私が初めてグロービスでクラスを教えた時に、受講者に野間口(のまぐち)という人がいた。

発言は冴えまくり、質の高いコメントの連発。

しかしそれ以上に際立っていたことがある。彼は決して「頭良さそうな」ふりをしないことだった。

というか、むしろバカなふりをしているとしか思えない。

最近のFBやTwitterを見ていて、ますますそう思える。

例えば、彼の2月27日の書き込みを見る。

(以下引用)
上下ジャージの田舎っぺヤンキーみたいなやつに、満員電車で足踏まれた。
いってーだろーが、てめーっ!
直接言えないからここで言ってやったわ。ざまーみろ。
(ここまで引用)

どうでもいい。かなりどうでもいい書き込みとしかいいようがない。

当時私は、彼の過去の経験を知らなかった。

それを知るようになったのは、Day-6の後の懇親会。そしてその後の交流を通じてだった。

彼は私の高校の同窓生だった。2学年下だった。

そして彼の実家は飲食店を経営していた。

が、彼が大学生の時、父親の経営する会社は破産。父親も自己破産に追い込まれた。

彼は26歳の時、父親の経営していたレストランを多額の借金を負って買い戻した。

更に、新しい飲食店を立ち上げた。

彼はそのために、他の店舗から出るゴミをあさって材料を調べた。試作品を作っては食べ続けた。

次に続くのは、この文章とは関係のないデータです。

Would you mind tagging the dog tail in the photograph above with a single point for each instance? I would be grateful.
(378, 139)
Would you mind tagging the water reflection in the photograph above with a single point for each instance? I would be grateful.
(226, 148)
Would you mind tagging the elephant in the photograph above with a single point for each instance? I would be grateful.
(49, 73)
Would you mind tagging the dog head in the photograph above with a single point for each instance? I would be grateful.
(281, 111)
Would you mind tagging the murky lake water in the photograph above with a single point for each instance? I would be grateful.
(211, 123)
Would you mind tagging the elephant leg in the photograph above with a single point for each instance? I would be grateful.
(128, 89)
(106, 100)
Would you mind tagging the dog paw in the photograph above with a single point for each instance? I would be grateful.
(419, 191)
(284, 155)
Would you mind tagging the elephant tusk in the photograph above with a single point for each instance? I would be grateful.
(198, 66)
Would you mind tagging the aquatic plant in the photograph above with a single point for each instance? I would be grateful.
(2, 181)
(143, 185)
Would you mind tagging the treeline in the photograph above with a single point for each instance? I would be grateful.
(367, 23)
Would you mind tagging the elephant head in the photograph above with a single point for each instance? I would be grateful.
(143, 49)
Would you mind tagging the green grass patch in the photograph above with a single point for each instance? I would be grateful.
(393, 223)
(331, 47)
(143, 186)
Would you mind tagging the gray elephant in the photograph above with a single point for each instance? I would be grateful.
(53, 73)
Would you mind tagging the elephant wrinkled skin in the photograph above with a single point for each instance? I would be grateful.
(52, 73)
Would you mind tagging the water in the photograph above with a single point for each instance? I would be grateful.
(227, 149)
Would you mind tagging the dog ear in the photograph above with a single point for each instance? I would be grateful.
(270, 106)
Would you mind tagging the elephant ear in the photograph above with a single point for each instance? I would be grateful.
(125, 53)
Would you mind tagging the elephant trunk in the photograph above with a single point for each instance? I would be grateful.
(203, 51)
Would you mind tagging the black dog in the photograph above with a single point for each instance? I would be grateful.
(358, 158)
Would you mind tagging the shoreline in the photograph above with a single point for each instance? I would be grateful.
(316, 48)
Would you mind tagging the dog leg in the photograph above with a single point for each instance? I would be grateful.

(より正確に言えば、作り、食べ、メモをつけ、吐き、また作り、また食べ、メモし、吐き…というPDCAサイクルを回し続けた)

そして店舗を出した。豚丼の店だった。私は好きだったが、店は上手くいかず、結局閉鎖、撤退した。

そしてその後彼は、同じ高校の同窓生(井上氏)と組んで、勝負手を放った。

名店ラーメンの麺とスープを冷凍状態で届ける。「宅麺」である。

彼は日本中のラーメン屋に、情熱を語った。次々に巻き込んだ。そして今、ラーメン界の超一流ブランドが83、宅麺に名前を連ねている。ラーメンの世界に、革命が起きた。

そんな彼が、激しく執着しているプロジェクトがある。それは、とんこつラーメン発祥の地、久留米のラーメンを広めること。

正直言って、東北の物を宣伝すること以外に関心のない私がなぜ久留米ラーメンのクラウドファンディングを手伝っているのか意味不明である。

ただ、野間口氏が久留米にかける思いを語っている動画があって、見ていると唾液が20mlくらい口内に湧きでるのは否定できない。